To keep our oceans clean we need to work beyond our seas. We need to decarbonize our energy system, so that we no longer need to deploy floating rigs and we need to optimize marine transport to cause minimal disturbance.
It is also important to note that when it comes to the deployment of offshore renewable energy, we need to be equally careful to ensure that seabird populations and other marine animals are not impacted by their presence.
Tons of used plastic ends up in the sea where it damages ocean life. The only way to stop this from happening is to ensure all plastic – across the world! – is properly disposed of in recycling facilities. This is a rather tall ask and we cannot afford to wait for this to become a reality.
You can instead help ocean life right away by eliminating plastic from your life as much as you can. The reality is that a lot of plastic pollution comes from single-use items (plastic cutlery and cups) and plastic bags – all items we could easily live without.
#3 Improving coastal environments
As is the case with marine litter, most of the damage comes from activities that happen on the land. There is also a link between healthy coastal environments and oceans. To preserve the latter, we need to ensure we keep the former in a good state too!
This means we need careful planning when it comes to developing, for tourism or otherwise, our coastal areas. This is important to ensure that our marine environment remains pristine and its functions largely uninterrupted by our activities.
For example, effective measures to treat sewage, manage industrial waste and limit agricultural run-off are key to a healthy ocean.
#4 Increasing ocean productivity sustainably
While a lot of emphasis is rightly placed on conservation of our marine wealth, the potential of “blue growth” cannot be ignored. There are many who believe that our oceans can provide for more of our food, for example through aquaculture.
These opportunities need to be carefully looked at particularly as global demand for fish is increasing and catches from wild-capture fisheries is levelling off. But we must not forget that efforts to increase marine farming will only be successful if the demands they make on the environment are managed.
Although freshwater aquaculture currently makes about 70 percent of farmed fish and is likely to remain so, mariculture has the potential to grow in many developing countries. Seaweed and shellfish culture seem promising given their small environmental footprint.
#5 Reducing greenhouse gas emissions
It goes without saying but this list would not be complete without a reference to the importance of limiting greenhouse emissions, and therefore addressing climate change, as a way of restoring ocean health.
Oceans and climate are inextricably linked in a two-way manner: oceans play a fundamental role in mitigating climate change as they are a major heat and carbon sink.

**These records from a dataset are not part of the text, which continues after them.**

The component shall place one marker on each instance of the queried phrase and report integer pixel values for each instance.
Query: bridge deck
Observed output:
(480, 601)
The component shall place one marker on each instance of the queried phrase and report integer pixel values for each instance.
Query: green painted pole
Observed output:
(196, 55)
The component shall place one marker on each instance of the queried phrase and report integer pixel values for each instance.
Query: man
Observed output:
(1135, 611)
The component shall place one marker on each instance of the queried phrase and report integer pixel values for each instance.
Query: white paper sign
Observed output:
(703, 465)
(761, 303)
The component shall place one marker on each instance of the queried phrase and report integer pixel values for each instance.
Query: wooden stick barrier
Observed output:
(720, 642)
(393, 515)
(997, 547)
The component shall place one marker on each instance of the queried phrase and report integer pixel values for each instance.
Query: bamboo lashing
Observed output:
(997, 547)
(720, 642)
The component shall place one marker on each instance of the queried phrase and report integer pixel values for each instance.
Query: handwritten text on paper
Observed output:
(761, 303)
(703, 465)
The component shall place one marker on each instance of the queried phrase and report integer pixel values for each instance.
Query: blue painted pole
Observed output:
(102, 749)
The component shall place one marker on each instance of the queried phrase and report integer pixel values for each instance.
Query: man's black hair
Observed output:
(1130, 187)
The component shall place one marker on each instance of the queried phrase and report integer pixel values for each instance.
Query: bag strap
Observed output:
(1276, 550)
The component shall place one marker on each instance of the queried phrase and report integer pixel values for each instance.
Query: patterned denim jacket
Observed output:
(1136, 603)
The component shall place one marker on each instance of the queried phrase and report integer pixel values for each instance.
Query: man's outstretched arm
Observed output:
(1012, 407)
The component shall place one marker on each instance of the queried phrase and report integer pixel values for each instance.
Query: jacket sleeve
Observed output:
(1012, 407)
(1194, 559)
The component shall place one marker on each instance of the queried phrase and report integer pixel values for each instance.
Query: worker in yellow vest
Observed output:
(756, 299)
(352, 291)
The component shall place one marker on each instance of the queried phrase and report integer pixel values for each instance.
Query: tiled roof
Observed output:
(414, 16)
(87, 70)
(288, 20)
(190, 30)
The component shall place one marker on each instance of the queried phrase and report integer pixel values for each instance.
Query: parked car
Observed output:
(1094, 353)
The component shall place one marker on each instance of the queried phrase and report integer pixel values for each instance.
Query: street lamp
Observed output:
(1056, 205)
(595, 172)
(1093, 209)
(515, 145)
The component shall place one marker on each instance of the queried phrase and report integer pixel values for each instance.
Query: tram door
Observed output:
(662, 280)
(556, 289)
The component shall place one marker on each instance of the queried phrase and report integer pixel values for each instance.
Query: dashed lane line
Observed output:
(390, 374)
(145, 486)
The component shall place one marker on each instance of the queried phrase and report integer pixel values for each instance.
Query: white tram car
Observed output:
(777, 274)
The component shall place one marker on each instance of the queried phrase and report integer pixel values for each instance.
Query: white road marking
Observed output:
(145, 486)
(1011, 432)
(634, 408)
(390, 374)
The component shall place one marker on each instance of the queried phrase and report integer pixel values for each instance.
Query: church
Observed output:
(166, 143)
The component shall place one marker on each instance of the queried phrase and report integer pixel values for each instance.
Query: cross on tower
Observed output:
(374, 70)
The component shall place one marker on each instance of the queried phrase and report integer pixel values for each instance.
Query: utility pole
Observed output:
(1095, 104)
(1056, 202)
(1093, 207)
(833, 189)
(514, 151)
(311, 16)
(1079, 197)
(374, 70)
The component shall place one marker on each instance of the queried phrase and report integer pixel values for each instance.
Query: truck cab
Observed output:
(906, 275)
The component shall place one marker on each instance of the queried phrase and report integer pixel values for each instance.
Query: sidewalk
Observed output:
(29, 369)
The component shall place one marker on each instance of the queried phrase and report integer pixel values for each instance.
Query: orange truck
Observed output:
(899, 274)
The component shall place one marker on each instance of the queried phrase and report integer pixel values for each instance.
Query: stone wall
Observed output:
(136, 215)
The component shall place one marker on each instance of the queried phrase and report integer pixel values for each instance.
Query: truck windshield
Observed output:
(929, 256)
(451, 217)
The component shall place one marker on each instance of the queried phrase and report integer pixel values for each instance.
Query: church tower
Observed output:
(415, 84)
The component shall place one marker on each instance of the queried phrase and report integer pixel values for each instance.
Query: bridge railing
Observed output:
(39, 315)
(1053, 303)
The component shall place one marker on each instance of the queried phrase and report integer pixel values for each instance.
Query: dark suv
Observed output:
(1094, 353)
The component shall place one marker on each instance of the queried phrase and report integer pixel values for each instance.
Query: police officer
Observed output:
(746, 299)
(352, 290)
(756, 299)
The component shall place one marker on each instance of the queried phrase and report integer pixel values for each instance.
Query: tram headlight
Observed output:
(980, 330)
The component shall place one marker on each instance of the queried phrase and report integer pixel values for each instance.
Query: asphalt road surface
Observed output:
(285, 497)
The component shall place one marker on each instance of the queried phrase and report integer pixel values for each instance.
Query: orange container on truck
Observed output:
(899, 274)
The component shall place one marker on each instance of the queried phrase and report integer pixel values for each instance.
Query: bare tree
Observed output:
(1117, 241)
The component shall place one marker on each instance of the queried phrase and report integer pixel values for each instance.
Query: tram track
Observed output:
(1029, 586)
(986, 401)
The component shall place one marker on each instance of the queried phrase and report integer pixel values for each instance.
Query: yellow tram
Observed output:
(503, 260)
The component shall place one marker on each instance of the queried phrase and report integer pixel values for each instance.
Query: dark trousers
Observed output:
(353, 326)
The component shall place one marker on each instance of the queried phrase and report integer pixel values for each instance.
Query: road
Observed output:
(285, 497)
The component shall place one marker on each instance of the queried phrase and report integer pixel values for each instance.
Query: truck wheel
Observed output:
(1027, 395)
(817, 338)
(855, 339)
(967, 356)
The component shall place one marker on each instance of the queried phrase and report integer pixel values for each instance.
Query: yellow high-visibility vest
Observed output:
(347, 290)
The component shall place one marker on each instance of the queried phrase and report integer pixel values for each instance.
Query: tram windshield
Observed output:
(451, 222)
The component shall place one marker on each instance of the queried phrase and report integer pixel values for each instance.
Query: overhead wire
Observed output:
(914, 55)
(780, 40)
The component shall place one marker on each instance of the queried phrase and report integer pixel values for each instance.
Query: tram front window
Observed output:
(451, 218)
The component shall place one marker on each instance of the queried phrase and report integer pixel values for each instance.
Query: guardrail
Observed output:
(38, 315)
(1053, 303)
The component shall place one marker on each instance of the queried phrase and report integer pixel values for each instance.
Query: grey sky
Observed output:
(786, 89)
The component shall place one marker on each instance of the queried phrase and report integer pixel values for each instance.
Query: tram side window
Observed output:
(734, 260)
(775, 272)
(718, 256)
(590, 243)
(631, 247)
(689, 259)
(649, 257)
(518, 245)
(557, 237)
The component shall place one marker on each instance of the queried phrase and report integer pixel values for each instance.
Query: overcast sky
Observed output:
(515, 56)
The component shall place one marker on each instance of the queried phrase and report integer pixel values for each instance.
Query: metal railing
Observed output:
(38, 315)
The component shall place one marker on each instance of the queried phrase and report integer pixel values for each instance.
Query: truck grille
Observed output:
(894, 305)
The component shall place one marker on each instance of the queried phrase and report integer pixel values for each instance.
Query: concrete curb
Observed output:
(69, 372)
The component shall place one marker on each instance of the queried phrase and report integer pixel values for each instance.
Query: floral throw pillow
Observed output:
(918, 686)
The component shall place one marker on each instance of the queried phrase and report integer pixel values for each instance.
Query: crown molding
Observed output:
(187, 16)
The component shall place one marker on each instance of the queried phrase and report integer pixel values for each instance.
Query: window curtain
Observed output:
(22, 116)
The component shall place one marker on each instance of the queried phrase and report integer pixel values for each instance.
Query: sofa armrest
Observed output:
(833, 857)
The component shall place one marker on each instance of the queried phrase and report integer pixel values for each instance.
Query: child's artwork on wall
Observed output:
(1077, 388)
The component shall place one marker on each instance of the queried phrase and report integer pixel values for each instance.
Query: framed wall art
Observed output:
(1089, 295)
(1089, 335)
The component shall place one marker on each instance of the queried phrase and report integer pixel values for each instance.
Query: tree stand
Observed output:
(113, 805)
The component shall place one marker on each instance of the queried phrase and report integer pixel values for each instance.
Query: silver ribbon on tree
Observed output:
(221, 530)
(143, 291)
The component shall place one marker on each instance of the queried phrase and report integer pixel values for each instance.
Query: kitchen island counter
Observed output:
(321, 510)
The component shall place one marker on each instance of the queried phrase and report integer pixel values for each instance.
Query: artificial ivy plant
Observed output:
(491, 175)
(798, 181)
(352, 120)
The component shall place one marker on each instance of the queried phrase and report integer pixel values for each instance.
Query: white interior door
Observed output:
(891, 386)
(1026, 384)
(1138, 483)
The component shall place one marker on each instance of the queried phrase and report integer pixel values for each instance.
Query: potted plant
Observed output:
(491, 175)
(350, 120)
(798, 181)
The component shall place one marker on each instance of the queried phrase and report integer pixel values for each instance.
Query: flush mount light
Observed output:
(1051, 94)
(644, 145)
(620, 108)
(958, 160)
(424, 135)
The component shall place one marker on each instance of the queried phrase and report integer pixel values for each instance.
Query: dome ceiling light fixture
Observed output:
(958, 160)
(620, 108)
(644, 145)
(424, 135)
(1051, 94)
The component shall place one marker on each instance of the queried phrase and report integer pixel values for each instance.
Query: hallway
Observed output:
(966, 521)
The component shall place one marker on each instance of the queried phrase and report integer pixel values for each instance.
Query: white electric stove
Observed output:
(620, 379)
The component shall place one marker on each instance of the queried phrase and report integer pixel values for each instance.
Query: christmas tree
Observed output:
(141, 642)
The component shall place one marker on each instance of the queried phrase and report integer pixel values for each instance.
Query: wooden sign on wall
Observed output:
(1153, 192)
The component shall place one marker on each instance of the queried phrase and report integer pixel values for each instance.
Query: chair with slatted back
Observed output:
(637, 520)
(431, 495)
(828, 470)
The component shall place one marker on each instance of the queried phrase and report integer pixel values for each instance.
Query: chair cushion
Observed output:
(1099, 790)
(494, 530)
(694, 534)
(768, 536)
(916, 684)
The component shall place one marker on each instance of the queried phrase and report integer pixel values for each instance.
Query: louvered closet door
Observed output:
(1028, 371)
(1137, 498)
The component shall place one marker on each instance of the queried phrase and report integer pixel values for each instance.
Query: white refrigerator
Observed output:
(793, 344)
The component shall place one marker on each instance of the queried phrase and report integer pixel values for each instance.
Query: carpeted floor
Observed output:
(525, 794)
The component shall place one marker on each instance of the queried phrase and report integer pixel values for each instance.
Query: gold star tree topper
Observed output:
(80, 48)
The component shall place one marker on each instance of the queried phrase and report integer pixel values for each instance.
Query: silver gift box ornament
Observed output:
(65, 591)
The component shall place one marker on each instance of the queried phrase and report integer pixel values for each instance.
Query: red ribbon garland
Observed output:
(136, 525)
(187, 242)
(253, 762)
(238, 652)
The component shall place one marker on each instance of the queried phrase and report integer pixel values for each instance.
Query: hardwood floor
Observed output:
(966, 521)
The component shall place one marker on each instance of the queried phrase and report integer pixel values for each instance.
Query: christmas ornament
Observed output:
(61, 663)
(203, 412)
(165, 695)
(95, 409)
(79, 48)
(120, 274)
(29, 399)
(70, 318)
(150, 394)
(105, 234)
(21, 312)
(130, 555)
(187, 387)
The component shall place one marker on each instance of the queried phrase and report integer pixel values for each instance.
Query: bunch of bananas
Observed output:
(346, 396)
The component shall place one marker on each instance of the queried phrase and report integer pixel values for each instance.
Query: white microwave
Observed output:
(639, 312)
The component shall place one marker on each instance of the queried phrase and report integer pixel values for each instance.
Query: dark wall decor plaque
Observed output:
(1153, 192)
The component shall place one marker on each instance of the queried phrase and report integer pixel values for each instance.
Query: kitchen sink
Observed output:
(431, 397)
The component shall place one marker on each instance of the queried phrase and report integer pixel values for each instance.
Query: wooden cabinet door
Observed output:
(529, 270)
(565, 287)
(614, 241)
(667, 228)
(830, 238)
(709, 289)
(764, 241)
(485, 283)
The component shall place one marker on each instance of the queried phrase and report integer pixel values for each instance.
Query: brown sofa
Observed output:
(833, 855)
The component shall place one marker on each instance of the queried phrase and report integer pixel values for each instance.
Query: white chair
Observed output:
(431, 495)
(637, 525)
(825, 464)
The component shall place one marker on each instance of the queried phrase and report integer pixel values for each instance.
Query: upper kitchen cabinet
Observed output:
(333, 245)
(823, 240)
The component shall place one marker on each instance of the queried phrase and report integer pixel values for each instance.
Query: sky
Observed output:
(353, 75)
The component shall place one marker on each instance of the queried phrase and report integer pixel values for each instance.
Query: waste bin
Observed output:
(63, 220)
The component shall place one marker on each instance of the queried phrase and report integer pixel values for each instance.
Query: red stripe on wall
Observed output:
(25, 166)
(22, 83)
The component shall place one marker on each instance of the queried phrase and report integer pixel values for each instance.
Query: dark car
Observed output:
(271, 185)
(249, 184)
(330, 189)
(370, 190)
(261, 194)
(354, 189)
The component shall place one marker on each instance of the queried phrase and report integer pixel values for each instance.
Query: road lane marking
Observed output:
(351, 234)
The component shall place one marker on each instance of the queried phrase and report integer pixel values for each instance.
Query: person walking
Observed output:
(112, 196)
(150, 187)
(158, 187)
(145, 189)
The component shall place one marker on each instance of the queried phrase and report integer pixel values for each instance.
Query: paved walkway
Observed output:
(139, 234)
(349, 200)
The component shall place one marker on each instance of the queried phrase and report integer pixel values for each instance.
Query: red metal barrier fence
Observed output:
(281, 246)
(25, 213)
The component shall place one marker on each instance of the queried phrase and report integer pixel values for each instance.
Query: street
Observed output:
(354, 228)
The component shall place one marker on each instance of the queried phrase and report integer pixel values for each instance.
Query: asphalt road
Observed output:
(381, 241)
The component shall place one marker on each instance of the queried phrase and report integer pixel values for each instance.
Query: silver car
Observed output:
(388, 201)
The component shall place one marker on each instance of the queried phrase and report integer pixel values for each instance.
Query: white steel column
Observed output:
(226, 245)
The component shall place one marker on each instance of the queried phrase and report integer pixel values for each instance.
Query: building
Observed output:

But they also bear the brunt of climate change which is leading to growing acidification, sea level increase, and changes in temperature and currents.
So when you are choosing low carbon technologies such as hybrid or fully electric vehicles, public transport or cycling; when you are purchasing high energy efficiency white goods; and when you are opting for electricity operators that utilize renewables, you are helping mitigate the impacts of climate change on our oceans too!